21. Il convient donc de conclure que la République hellénique, en n'ayant révoqué que le 23 septembre 1984 la note n° PH 5.3/42 du ministère de l'Industrie et de l'Energie, du 31 mars 1982, invitant la banque agricole de Grèce à veiller à ce que les services de celle-ci exigent, pour l'octroi de prêts à l'achat de centrifugeuses et de décanteurs pour l'équipement des huileries, que les intéressés produisent une attestation du ministère relative à l'absence d'une fabrication grecque de telles machines, a manqué aux obligations qui lui incombent en vertu de l'article 30 du traité CEE, en liaison avec l'article 35 de l'acte d'adhésion. En revanche, le recours doit être rejeté pour le surplus.

Sur les dépens

22 Aux termes de l'article 69, paragraphe 2, du règlement de procédure, toute partie qui succombe est condamnée aux dépens. Toutefois, selon le paragraphe 3, alinéa 1, du même article, la Cour peut compenser les dépens en totalité ou en partie, si les parties succombent respectivement sur un ou plusieurs chefs.

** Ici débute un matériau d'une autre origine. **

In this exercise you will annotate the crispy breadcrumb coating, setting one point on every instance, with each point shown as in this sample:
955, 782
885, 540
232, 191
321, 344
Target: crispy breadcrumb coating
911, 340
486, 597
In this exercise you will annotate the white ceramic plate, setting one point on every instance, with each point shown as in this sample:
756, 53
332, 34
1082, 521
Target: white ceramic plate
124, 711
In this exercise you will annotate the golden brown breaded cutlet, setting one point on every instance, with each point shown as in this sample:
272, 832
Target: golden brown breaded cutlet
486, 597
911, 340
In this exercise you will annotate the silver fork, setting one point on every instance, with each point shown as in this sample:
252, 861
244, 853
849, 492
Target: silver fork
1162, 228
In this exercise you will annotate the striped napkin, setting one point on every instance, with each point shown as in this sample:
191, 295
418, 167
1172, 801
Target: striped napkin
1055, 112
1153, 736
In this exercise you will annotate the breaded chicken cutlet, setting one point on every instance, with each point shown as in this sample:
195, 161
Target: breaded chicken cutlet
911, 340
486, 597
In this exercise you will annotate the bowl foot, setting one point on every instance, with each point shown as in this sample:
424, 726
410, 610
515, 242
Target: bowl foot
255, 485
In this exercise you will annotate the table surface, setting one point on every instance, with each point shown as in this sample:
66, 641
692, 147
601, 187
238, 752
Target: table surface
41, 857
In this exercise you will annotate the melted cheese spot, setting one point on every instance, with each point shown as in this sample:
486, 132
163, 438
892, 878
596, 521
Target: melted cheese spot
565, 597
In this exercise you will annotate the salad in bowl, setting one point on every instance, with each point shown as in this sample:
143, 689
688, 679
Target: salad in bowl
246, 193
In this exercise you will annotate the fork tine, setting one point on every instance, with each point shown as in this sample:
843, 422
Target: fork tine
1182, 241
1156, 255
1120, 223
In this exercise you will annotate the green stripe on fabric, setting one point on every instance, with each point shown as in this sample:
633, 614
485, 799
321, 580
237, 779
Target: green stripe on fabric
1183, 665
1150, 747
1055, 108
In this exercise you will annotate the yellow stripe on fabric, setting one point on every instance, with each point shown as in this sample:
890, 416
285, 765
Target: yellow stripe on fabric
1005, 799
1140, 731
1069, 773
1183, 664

Dans le cas d'espèce, il y a lieu de faire usage de cette possibilité et de faire supporter à chaque partie ses propres dépens.

Par ces motifs,

LA COUR,

Déclare et arrête :

1) la République hellénique, en n'ayant révoqué que le 23 septembre 1984 la note n° PH 5.3/42 du ministère de l'Industrie et de l'Energie, du 31 mars 1982, invitant la banque agricole de Grèce à veiller à ce que les services de celle-ci exigent, pour l'octroi de prêts à l'achat de centrifugeuses et de décanteurs pour l'équipement des huileries, que les intéressés produisent une attestation du ministère relative à l'absence d'une fabrication grecque de telles machines, a manqué aux obligations qui lui incombent en vertu de l'article 30 du traité CEE, en liaison avec l'article 35 de l'acte d'adhésion.

2) le recours est rejeté pour le surplus.

3) chacune des parties supportera ses propres dépens.